Она проследила за его взглядом. Кори смотрел на смятый пеньюар, лежавший на полу возле кровати под балдахином. Он был с низким вырезом, полностью обнажавшим грудь, – подарок Кори.
Она глубоко вздохнула, пытаясь найти нужные слова:
– Кори, это скорее подошло бы… какой-нибудь уличной девке. Как ты можешь просить меня носить что-либо подобное?
Он положил ей руки на плечи:
– Дорогая, мы теперь женаты, и потому все, что бы мы ни делали, вполне приемлемо.
Она покачала головой:
– Ты не понял…
– Я все понимаю! – вспылил он. – Я выполнил свою часть сделки, дал твоему незаконному ребенку свое имя и составил документ, по которому твоя земля перейдет к нему свободной от каких-либо долгов, как только он достигнет совершеннолетия. Я обеспечил тебя состоянием, положением в свете… всем, о чем может мечтать бедная южанка в эти тяжелые времена. Но ты, ты не дала мне взамен ничего, даже отказываешь мне в удовольствии видеть тебя в пеньюаре, который я купил специально для нашей брачной ночи. Какая ты неблагодарная.
– Я буду слушаться тебя, Кори, – произнесла она равнодушно. – Это мой долг.
– Да, это твой долг – делать то, что я говорю. – Он указал пальцем на смятый наряд, весь сотрясаясь от ярости. – Я приказываю сейчас же надеть этот пеньюар. Я хочу видеть то, ради чего пошел на эту сделку. Я хочу видеть то, что приобрел!
– Ты… ты не покупал меня! – с жаром возразила она – Мы уже обсуждали условия нашего соглашения. Я обещала стать тебе верной женой и готова сдержать слово. Но между нами не было речи о том, что мне придется разгуливать в наряде проститутки!
Он только фыркнул в ответ:
– Не разыгрывай из себя краснеющую девственницу, Китти. Разве ты забыла, что у тебя есть ребенок? И я не склонен думать, что он был зачат от Святого духа. Я знаю, что в твоей жизни был и другой мужчина, кроме любовника-янки, тот самый Люк Тейт, который похитил тебя.
– О, ты слишком рано стал меня попрекать! – воскликнула она.
– Перестань вести себя как ребенок. Все знают, что ты родила сына, не будучи замужем. Теперь я обеспечил тебе приличное положение в свете и дал свое имя твоему ублюдку.
– Ты зовешь моего сына ублюдком?
– Китти, Китти! – Он недобро усмехнулся. – Может, ты отбросишь, наконец, роль возмущенной леди? Будь сама собой. Стань снова пылкой и страстной женщиной, которой, как я знаю, ты можешь быть.
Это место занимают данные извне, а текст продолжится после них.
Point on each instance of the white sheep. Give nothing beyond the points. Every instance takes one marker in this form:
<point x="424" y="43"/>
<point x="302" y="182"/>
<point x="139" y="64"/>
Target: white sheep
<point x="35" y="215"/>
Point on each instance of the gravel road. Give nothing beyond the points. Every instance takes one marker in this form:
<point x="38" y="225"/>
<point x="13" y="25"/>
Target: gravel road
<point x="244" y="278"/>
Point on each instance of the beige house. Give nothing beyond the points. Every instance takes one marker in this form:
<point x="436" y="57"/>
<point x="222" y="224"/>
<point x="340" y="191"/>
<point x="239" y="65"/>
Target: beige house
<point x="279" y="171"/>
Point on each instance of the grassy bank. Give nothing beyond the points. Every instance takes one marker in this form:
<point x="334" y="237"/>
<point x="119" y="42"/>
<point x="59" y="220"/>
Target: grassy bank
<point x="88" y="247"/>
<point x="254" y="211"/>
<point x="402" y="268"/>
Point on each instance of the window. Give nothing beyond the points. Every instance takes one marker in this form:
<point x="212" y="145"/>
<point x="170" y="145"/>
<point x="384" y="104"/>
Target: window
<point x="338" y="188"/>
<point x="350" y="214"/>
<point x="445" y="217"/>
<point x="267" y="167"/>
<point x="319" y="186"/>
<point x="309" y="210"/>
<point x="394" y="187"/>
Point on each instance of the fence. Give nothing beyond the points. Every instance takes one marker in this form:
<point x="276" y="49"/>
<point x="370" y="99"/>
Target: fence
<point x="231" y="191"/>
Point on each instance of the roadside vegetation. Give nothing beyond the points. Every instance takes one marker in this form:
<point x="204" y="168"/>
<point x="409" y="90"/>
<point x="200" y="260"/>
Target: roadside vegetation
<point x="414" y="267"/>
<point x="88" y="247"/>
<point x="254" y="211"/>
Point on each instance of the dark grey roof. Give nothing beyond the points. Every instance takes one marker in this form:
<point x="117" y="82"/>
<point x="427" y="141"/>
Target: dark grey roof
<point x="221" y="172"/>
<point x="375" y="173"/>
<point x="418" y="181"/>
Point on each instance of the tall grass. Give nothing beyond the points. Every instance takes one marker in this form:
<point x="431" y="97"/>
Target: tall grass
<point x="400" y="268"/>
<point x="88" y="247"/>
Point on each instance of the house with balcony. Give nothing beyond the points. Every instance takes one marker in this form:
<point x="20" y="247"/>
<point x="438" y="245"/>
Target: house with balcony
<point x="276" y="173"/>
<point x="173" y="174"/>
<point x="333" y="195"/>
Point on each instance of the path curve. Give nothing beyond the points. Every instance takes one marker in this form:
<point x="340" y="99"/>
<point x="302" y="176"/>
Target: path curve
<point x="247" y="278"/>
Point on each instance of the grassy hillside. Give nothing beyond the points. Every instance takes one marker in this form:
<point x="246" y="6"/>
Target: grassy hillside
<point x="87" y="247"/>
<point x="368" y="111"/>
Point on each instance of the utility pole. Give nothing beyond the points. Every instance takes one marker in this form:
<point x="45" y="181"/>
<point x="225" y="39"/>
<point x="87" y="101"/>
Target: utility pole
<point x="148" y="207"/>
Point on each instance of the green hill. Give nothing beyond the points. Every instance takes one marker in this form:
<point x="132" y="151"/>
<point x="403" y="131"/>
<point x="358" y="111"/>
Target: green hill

Обними же меня так же, как когда-то своего любовника-янки.
В фиалковых глазах Китти от охватившего ее гнева вспыхнули золотистые и пурпурные искры, подбородок выдался вперед.
– То, что я чувствовала рядом с капитаном Колтрейном, я никогда не испытаю, находясь с тобой, Кори. Я уже сказала, что не нарушу супружеского долга и буду уступать твоим желаниям, когда ты сам того захочешь, но это все.
Протянув руки, он властно, до боли сжал ей груди, но у нее не вырвалось ни стона – она не хотела доставлять ему удовольствие видеть ее страдания.
– Теперь ты моя жена, Китти, и будешь делать все, что я тебе прикажу. Я обладаю тобой, как и всем, что находится вокруг, и ты будешь вести себя так, как угодно мне.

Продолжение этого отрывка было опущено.